K. B. SAHAY AS CHIEF MINISTER OF BIHAR WELCOMING THE FIRST CITIZEN OF INDIA DR. S. RADHAKRISHNAN |
KRISHNA BALLABH
SAHAY
-A CRITICAL APPRAISAL
A. MUNIM, M.A.
President,
Dr. S. Radhakrishnan Center of Social & Cultural Studies, Patna
Dr. S. K. Sinha, the scholar Chief Minister of
Bihar, uttered the following in a public meeting at Hazaribagh-“People ask me
why I give extraordinary importance to K. B. Sahay. My reply is- Yes, I do so because I know him. I know his exquisite merits. At that distant point of time,
he stood first in English literature in the B.A. Honours examination in the entire university.
And had he not joined the freedom movement, he would have become an I.C.S.”
This comment came from a profound scholar, a fiery speaker and a matchless
orator.
K. B. Sahay remained in active politics for long
fifty years i.e. from 1920 till his death in 1974 as a result of a car accident
near Hazaribagh town. Keeping to the schedule of brevity, there were, in my
opinion, three features in his long political life which dominated him, gripped
him and motivated him. First and foremost was the economic or agrarian problem
of the teeming millions of the kisans, who still from 70% of Bihar’s total
population. The abolition of the Zamindari System was no doubt, the greatest
achievement of K. B. Sahay. People are prone to talk glibly and even shed tears
(of course crocodile tears) for the sufferings and the hardships of the poor
kisans. But K. B. Sahay, bold, dynamic and democratically-minded as he was, cut
the Gordian knot.
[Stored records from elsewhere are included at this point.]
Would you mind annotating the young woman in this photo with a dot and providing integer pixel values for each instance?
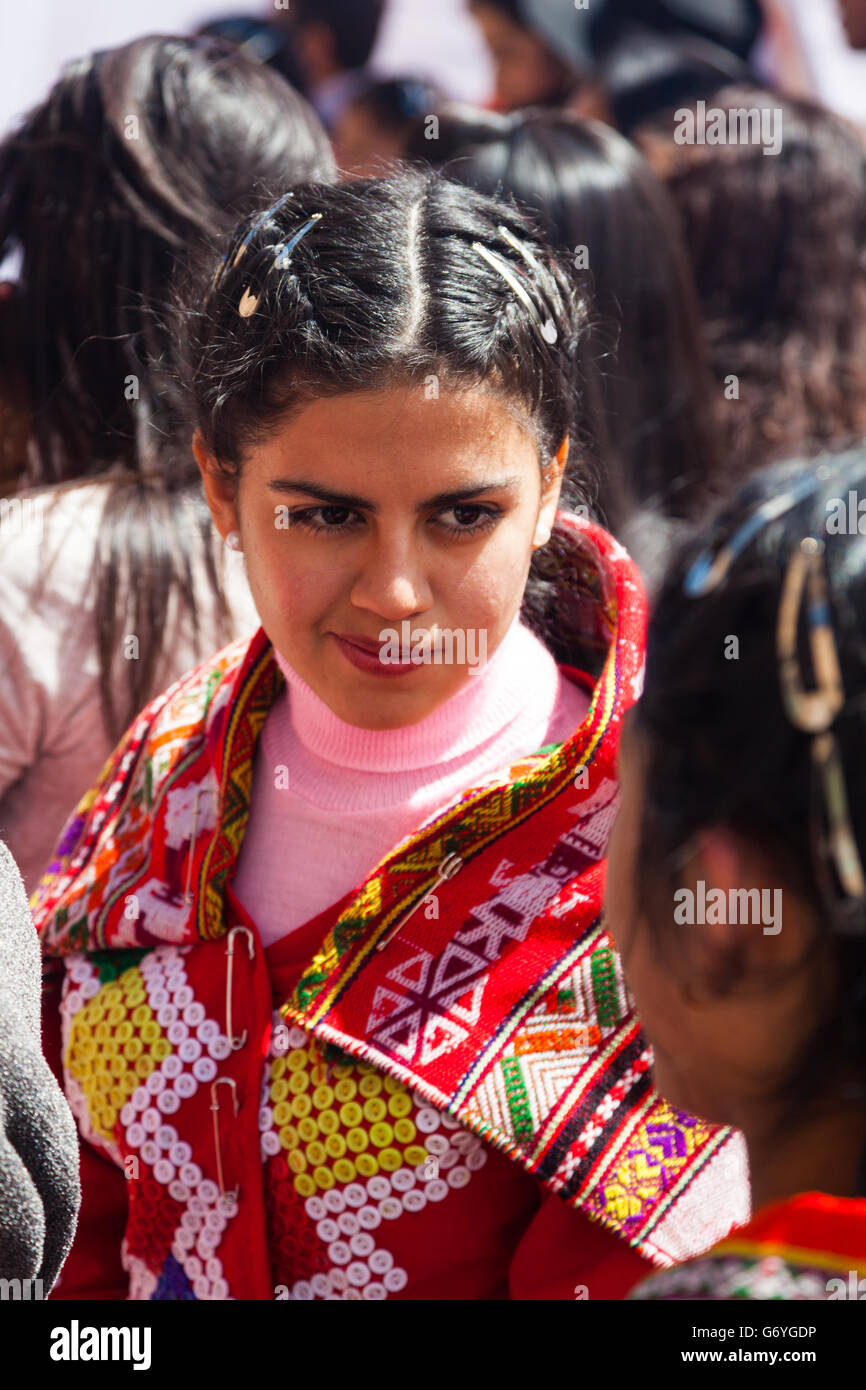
(599, 202)
(777, 246)
(342, 881)
(744, 824)
(109, 577)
He thus proved a Messiah to the kisans, who were proverbially
poor, destitute and downtrodden.
K. B. Sahay fully realized the rights, duties, and
responsibilities of the minorities, particularly the Muslims, who are the
largest minority community in India. He had numerous Muslim friends. He had
intimate knowledge about their language and their sentiments, their rights and
the responsibilities. He held liberal views on the language issue. Like a
far-sighted administrator, he had the guts to declare that Hindi, the National
Language, should spread gradually and not at one stroke.
The third remarkable feature of K. B. Sahay’s
multifaceted personality was, undoubtedly his brilliant administrative acumen.
He was tireless in going through all the files minutely, critically and
methodically. He had the proverbial patience to wade through the intricacies of
papers and documents. He had an uncanny memory. He did not indulge in gossips
while he interviewed a large number of people daily. His decisions on numerous
administrative issues were quick, firm and decisive. He did not soft-paddle the
problems. He did not know the art of putting off the matters of appeasing or
accommodating unreasonable persons. In this context, the fate of the famous or
infamous Brett Circular is a classic example. K. B. Sahay, in the first
Congress ministry formed in 1937 and headed by Dr. Sri Krishna Sinha, was only
Parliamentary Secretary, attached with the Chief Minister. To put it very
briefly, Mr. W. B. Brett, I.C.S. as Chief Secretary to the then Bihar
government, had issued a circular to all Commissioners of Divisions and Heads
of Departments curtailing the powers of the ministers by quoting Rule 13 of the
Rules of Executive Business. It was a rude challenge and an open affront to the
elected Congress Government. K. B. Sahay took up the challenge on behalf of the
Congress ministry in consultation with the Chief Minister Dr. S. K. Sinha. The
circular had to be withdrawn on the 24th December 1937 signed by the
same Chief Secretary Mr. W. B. Brett. The British civilian had to eat humble
pie. K. B. Sahay had cornered W. B. Brett.
K. B. Sahay, indeed, the greatest and the most
efficient administrator Bihar has ever produced so far during the
post-independence period. It is not a hyperbole. This is the Truth.